I was also curious to explore how, if at all, topics we write about have changed over time. I picked up three years from the past decade - 2008, 2013, and 2018, - and analyzed all posts published by one of our major sites, Gizmodo, to find the top 10 categories from each year, then I merged them to get the final list where some categories appeared in all three years while others in only one of them. As you can see, Gizmodo still writes a lot about Computers & Electronics and Arts & Entertainment. Yet, in recent years, we also started covering a political news and, most importantly, addressing social issues.
Even though the following analysis doesn’t belong to the topic I’m discussing in this post, my team asked me to write about it so here we go, with my pleasure.
Exploring textual data a society produces gives a pretty accurate insight into this society, its norms and its values. Gender images are one of the top characteristics differentiating one society from another in time and space. In the US, social images of ‘man’ and ‘woman’ have been changing fast in the recent years. I wanted to check where we, in 2017, stand on portraying genders. A very simple analysis researchers usually do to scratch surface exploring questions like ‘gender’ is to analyze words that come most frequently after ‘she’ and ‘he’. I did the same by analyzing 76K+ posts in my database, they are all posts in English we published in 2017 across the entire network. Here is the result.

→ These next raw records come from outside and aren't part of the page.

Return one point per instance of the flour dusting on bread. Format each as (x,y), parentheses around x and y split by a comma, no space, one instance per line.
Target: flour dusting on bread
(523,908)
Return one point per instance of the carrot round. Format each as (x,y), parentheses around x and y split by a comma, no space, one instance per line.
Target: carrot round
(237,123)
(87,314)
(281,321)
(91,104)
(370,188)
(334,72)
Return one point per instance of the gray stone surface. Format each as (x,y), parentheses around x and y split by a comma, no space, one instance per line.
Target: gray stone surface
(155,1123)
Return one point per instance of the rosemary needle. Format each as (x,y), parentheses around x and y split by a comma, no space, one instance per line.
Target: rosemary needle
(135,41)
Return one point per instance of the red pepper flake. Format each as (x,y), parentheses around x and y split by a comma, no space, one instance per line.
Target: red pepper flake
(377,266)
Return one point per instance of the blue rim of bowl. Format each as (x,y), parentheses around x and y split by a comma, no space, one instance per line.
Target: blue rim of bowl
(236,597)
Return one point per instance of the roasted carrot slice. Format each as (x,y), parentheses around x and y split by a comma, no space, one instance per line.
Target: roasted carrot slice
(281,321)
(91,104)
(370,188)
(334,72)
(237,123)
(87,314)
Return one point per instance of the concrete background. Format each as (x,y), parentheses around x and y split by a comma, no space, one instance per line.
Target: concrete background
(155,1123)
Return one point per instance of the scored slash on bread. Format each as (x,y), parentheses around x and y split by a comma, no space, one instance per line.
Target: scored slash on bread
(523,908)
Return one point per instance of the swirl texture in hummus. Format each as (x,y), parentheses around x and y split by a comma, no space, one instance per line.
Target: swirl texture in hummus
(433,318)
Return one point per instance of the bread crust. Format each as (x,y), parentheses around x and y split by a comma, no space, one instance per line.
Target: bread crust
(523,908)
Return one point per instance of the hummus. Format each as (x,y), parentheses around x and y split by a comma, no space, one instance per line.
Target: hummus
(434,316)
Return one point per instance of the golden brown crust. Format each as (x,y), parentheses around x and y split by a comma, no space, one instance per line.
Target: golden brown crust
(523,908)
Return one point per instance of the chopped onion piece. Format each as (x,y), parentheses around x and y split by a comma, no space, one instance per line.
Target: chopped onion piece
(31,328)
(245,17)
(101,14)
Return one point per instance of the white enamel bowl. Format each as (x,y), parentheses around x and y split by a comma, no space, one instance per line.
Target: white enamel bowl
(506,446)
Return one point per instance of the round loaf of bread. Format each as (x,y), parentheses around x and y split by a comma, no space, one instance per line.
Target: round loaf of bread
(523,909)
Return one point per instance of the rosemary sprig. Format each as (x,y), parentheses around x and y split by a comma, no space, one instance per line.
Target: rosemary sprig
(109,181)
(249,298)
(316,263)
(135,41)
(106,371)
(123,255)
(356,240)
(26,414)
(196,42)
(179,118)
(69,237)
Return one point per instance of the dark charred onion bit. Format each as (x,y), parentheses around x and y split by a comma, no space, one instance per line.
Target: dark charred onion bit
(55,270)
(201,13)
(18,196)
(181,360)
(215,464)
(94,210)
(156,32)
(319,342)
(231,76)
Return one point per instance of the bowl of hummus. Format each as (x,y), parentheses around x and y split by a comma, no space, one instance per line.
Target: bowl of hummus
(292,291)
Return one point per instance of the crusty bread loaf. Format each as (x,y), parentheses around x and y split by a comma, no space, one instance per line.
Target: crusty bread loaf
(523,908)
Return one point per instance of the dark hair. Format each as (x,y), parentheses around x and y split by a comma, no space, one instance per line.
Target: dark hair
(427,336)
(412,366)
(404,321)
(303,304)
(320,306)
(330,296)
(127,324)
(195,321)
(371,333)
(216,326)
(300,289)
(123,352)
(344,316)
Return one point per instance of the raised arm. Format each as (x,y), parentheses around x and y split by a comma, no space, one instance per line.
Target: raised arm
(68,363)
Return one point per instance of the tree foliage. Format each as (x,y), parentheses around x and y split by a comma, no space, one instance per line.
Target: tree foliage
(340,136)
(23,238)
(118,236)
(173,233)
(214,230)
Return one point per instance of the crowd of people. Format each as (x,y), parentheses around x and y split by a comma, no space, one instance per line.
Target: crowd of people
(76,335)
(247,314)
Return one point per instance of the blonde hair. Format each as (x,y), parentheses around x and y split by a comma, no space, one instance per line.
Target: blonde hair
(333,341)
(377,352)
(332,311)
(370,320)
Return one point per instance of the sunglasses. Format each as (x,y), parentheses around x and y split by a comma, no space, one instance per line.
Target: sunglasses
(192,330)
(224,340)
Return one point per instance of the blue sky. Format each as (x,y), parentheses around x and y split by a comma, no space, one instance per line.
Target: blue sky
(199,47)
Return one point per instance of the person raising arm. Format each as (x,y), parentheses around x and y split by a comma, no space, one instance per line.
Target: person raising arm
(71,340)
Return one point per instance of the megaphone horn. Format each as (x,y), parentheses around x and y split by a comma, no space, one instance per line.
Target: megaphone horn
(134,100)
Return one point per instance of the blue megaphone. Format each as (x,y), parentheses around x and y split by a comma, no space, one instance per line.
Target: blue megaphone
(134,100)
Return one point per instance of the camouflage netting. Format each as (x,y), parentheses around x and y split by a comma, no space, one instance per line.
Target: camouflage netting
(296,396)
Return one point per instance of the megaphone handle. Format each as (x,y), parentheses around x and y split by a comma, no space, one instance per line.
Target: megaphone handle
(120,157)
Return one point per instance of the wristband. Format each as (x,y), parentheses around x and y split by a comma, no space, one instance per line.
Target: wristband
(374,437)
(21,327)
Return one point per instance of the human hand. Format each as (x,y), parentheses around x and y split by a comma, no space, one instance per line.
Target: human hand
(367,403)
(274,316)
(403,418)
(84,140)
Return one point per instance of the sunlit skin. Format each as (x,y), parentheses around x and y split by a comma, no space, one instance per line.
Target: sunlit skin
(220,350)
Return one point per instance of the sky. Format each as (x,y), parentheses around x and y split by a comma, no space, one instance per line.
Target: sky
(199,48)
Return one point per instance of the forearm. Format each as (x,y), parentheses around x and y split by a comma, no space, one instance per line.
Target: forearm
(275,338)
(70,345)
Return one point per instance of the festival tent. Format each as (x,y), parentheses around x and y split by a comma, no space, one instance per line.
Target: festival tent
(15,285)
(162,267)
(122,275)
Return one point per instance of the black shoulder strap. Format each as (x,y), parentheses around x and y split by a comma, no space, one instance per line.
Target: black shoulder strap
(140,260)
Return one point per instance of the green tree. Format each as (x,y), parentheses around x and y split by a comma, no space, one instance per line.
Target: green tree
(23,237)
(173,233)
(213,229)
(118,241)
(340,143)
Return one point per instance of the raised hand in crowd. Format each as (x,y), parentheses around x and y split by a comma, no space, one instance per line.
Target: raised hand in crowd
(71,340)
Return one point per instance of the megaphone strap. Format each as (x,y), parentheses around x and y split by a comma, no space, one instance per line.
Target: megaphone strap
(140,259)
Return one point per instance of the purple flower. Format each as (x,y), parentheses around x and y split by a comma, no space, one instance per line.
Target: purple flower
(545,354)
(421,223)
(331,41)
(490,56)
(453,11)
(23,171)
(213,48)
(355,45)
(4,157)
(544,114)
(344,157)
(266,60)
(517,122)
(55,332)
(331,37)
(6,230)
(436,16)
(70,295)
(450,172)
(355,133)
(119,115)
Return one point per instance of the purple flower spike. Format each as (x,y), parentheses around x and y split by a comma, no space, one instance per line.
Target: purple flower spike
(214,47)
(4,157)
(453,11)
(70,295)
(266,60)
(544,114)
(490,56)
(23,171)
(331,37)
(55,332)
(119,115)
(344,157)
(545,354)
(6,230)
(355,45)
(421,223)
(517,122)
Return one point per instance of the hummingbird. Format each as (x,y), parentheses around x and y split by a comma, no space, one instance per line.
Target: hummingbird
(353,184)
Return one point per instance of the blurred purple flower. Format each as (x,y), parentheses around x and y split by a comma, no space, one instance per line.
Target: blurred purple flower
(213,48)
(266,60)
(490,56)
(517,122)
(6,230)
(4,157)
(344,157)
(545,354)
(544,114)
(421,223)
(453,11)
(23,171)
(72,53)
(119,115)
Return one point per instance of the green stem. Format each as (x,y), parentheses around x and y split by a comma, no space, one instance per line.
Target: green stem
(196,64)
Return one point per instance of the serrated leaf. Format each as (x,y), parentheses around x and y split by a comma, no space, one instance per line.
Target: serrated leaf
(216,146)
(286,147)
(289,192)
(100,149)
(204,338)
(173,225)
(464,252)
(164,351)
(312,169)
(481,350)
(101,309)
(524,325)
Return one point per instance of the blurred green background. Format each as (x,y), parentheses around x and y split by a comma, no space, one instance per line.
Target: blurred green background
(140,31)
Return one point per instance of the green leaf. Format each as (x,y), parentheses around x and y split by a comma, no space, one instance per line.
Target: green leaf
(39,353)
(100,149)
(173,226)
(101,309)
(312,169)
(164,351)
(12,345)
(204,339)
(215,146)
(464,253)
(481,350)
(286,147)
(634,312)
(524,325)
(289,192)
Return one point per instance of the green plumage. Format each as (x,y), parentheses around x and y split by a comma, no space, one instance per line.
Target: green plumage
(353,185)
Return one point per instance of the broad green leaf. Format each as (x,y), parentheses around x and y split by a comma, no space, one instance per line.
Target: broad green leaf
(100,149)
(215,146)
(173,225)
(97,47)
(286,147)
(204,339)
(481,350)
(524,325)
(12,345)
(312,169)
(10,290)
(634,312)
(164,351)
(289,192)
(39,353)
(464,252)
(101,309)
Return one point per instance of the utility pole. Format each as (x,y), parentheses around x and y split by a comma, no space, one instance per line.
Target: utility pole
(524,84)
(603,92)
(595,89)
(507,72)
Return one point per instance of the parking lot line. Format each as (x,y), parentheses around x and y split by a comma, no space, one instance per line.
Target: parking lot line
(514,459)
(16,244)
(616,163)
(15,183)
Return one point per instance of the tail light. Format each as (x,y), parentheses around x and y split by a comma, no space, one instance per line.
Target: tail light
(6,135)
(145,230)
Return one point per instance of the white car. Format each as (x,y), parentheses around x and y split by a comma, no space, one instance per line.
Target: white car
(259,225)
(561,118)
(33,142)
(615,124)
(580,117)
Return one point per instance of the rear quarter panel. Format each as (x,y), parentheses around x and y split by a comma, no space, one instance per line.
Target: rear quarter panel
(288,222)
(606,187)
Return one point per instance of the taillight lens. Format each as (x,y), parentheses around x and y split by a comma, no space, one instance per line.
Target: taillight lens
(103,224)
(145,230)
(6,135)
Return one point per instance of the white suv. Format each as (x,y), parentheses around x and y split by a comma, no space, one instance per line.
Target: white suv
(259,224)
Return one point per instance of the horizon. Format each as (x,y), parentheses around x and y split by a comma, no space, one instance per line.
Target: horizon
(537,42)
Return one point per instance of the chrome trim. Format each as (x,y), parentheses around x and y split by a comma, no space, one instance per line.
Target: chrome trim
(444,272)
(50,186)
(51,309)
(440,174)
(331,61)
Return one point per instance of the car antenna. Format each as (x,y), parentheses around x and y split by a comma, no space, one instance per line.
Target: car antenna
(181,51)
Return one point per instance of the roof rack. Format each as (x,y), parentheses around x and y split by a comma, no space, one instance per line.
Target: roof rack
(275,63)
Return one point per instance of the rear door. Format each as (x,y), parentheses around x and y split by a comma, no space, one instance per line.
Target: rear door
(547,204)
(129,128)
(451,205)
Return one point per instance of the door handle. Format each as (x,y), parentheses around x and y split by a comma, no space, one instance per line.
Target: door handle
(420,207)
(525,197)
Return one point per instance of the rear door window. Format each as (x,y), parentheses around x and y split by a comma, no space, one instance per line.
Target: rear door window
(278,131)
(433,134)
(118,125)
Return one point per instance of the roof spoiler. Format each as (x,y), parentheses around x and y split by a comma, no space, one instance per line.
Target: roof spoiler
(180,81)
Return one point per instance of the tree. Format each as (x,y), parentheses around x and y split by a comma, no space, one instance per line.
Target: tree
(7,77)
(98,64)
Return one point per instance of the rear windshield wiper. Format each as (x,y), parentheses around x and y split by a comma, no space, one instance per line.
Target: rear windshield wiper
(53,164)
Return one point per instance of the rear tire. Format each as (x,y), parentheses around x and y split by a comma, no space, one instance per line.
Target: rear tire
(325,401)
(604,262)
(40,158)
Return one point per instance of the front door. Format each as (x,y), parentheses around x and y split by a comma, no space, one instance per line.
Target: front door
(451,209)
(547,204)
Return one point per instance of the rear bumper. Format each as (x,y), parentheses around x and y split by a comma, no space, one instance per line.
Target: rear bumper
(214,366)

The green columns in the graph show words that follow after ‘she’ and ‘he’ most often. The blue columns show words that follow ‘she’ but almost never ‘he’. As you can see, ‘wears’ and ‘wore’ are still attached to women much more often than they are to men. ‘Hit’ and ‘shot’, on the other hand, stay firmly a part of a men’s image.
A funny observation is that verbs that go after ‘he’ are mainly in the past tense while verbs that go after ‘she’ are more often in the present tense. Hmm... :)